Sortir de sa zone de confort, et retrouver du plaisir dans la difficulté

Benoît Saint Denis étant installé dans le Pays basque, et Nicolas Ott travaillant lui en région parisienne, il a toutefois fallu trouver une méthode de fonctionnement hybride, casser la routine. À distance, Ott se charge de coordonner "le travail de fond" de BSD avec ses différents coachs à Bayonne pour établir "une stratégie commune qui correspond au MMA moderne". Et puis, plusieurs semaines par mois (davantage à l’approche du combat), Saint Denis se noircit les joues et part donc à l’assaut des salles franciliennes, façon commando. Une manière de voir s’il a bien fait ses devoirs.

"Ça me remet aussi une claque d’humilité, je me mets dans le dur en partant une semaine, deux semaines, quelques jours régulièrement à Paris, loin de ma famille", indique le combattant.

"C’est un métier tellement difficile qu’on ne peut pas se permettre de se mettre trop dans le confort."

En Île-de-France, Saint Denis a ainsi pu tourner avec les athlètes de Nicolas Ott, comme Nassourdine Imavov, les frères Yassine et Youssef Boughanem (grands noms de la boxe thaï) ou la pépite belge Patrick Habirora, il a mis les gants avec le kickboxeur Alexis "Barboza" Nicolas (champion du One il y a peu), et travaillé sa boxe anglaise à l’Insep avec l’entraîneur cubain de l’équipe de France Luis Mariano et le médaillé olympique Souleymane Cissokho. Des cadors dans leur domaine, des sparring partners redoutables.

"J’ai pris du plaisir à me remettre dans le dur dans certaines situations, à être plus régulièrement obligé à monter le curseur de difficulté", décrit BSD. "Quand tu domines quelqu’un à l’entraînement avec une certaine marge, il faut savoir aller se surpasser, aller chercher plus de domination, aller se faire mal pour vraiment progresser.
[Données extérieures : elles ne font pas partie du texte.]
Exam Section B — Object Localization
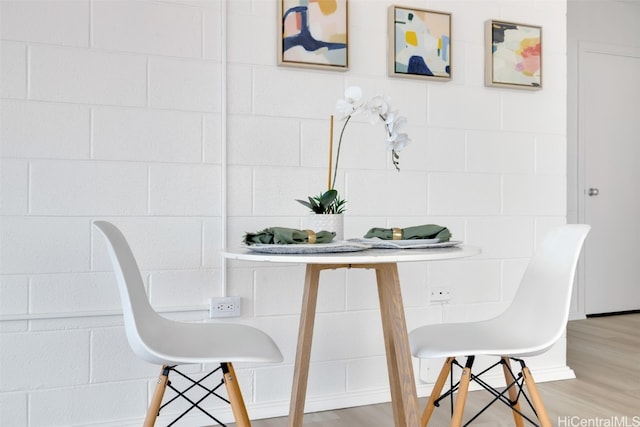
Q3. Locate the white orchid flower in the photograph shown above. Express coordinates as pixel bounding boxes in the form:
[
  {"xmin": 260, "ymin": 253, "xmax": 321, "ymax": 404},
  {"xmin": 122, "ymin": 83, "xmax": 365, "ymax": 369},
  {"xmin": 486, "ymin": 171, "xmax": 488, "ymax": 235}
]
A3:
[
  {"xmin": 387, "ymin": 133, "xmax": 411, "ymax": 153},
  {"xmin": 366, "ymin": 95, "xmax": 389, "ymax": 125},
  {"xmin": 336, "ymin": 86, "xmax": 363, "ymax": 118}
]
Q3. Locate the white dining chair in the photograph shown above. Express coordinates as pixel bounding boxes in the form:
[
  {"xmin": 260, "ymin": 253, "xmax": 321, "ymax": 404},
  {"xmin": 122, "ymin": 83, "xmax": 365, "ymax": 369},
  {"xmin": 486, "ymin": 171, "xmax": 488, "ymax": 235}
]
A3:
[
  {"xmin": 93, "ymin": 221, "xmax": 283, "ymax": 427},
  {"xmin": 409, "ymin": 224, "xmax": 590, "ymax": 427}
]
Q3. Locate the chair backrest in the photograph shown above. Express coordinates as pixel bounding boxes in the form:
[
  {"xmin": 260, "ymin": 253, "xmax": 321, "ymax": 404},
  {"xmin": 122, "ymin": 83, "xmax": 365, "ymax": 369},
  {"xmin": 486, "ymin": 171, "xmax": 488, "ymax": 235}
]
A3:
[
  {"xmin": 499, "ymin": 224, "xmax": 591, "ymax": 353},
  {"xmin": 93, "ymin": 221, "xmax": 164, "ymax": 359}
]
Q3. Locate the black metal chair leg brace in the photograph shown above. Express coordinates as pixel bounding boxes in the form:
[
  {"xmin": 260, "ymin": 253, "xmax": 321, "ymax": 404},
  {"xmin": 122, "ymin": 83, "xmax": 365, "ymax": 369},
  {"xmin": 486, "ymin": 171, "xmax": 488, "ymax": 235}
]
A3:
[
  {"xmin": 421, "ymin": 356, "xmax": 551, "ymax": 427},
  {"xmin": 144, "ymin": 363, "xmax": 251, "ymax": 427}
]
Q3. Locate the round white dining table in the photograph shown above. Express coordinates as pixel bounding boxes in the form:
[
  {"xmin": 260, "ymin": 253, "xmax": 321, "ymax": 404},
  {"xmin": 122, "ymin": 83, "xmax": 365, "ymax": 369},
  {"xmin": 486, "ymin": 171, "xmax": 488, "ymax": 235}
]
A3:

Et il faut aussi prendre du plaisir dans le jeu, sinon tu ne fais pas long feu dans cette carrière."

"Maintenant je n’ai plus le droit à l’erreur"
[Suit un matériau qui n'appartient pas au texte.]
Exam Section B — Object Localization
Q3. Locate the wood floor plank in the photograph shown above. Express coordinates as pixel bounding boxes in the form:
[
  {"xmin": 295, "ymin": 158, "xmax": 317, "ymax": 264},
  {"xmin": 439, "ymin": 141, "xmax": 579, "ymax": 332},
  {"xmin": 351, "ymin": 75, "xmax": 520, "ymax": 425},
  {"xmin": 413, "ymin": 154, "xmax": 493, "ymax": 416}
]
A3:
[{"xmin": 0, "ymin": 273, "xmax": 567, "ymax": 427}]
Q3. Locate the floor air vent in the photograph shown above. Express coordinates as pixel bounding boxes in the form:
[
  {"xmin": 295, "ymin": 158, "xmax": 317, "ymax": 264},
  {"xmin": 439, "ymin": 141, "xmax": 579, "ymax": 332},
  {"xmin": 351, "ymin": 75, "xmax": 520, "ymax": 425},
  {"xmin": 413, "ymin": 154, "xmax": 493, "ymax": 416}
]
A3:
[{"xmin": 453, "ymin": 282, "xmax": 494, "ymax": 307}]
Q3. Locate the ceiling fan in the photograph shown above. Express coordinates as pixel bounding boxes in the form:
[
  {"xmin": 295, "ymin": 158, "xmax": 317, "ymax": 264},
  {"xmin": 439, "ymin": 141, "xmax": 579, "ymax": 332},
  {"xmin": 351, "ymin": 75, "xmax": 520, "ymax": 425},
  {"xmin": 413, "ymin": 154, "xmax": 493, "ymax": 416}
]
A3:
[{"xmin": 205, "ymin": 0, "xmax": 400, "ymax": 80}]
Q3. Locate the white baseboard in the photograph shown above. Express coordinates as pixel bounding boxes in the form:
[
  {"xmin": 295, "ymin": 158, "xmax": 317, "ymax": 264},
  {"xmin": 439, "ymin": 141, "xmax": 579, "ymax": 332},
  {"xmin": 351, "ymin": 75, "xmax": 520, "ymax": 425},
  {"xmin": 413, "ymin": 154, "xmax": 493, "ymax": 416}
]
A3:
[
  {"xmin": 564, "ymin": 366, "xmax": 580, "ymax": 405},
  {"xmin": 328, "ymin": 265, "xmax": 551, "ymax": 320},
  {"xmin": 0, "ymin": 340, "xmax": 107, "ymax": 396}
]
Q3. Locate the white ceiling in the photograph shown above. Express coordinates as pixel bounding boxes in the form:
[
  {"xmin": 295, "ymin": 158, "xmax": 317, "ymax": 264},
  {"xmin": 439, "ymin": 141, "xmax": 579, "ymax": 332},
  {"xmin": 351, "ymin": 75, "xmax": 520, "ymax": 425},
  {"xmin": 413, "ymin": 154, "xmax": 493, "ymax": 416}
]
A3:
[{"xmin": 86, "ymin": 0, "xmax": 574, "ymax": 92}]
Ott est-il différent de Woirin sur cet aspect-là? "Ça n’a rien à voir, ce n’est pas du tout la même approche", estime Benoît Saint Denis, sans trop entrer dans le jeu des comparaisons. "Il a la capacité de mettre dans le dur comme pouvait l’avoir Daniel, mais surtout cette capacité à être tactique, technique jusqu’au bout, et à être intéressé par tout le staff. (…) C’est quelqu’un d’intéressé par tout, et de compétent partout." Reste maintenant, comme le répète BSD, à "faire payer le travail" ce 11 mai, contre un adversaire qu'il n'aura pas eu le temps de "préparer" très longtemps. Car Kyle Prepolec a repris au pied levé la place laissée vacante par l'explosif Espagnol Joel "El Fenomeno" Alvarez, 15e du classement des challengers mais blessé à une semaine du combat. Un combat qui faisait saliver les experts et qui avait valeur de test ultime. Mais qui n'aura donc pas lieu.

"C'est un combat très dur pour un retour", prédisait justement Daniel Woirin ces derniers jours, dans l’émission Mandale avant l'annulation. "Je pense que l’UFC ne lui a pas trop laissé le choix (à Benoît) après deux défaites. On sait que l’organisation a un côté un peu maso. Ils aiment bien sacrifier les combattants. Ils peuvent te faire monter, et après te sacrifier."

Conscient des enjeux, de la pression inhérente à chacune de ses sorties dans la cage, Benoit Saint Denis se montrait lui très clair début avril, juste avant l’officialisation de l’affiche. "Maintenant je n’ai plus le droit à l’erreur", disait-il par rapport à la gestion de sa préparation contre Moicano. "Ou plutôt, plus droit à ce type d’erreur. Tu peux faire des erreurs dans un combat, mais pas de cette envergure-là." Charge à lui de démontrer que la marche en avant est remise, quel que soit l'adversaire.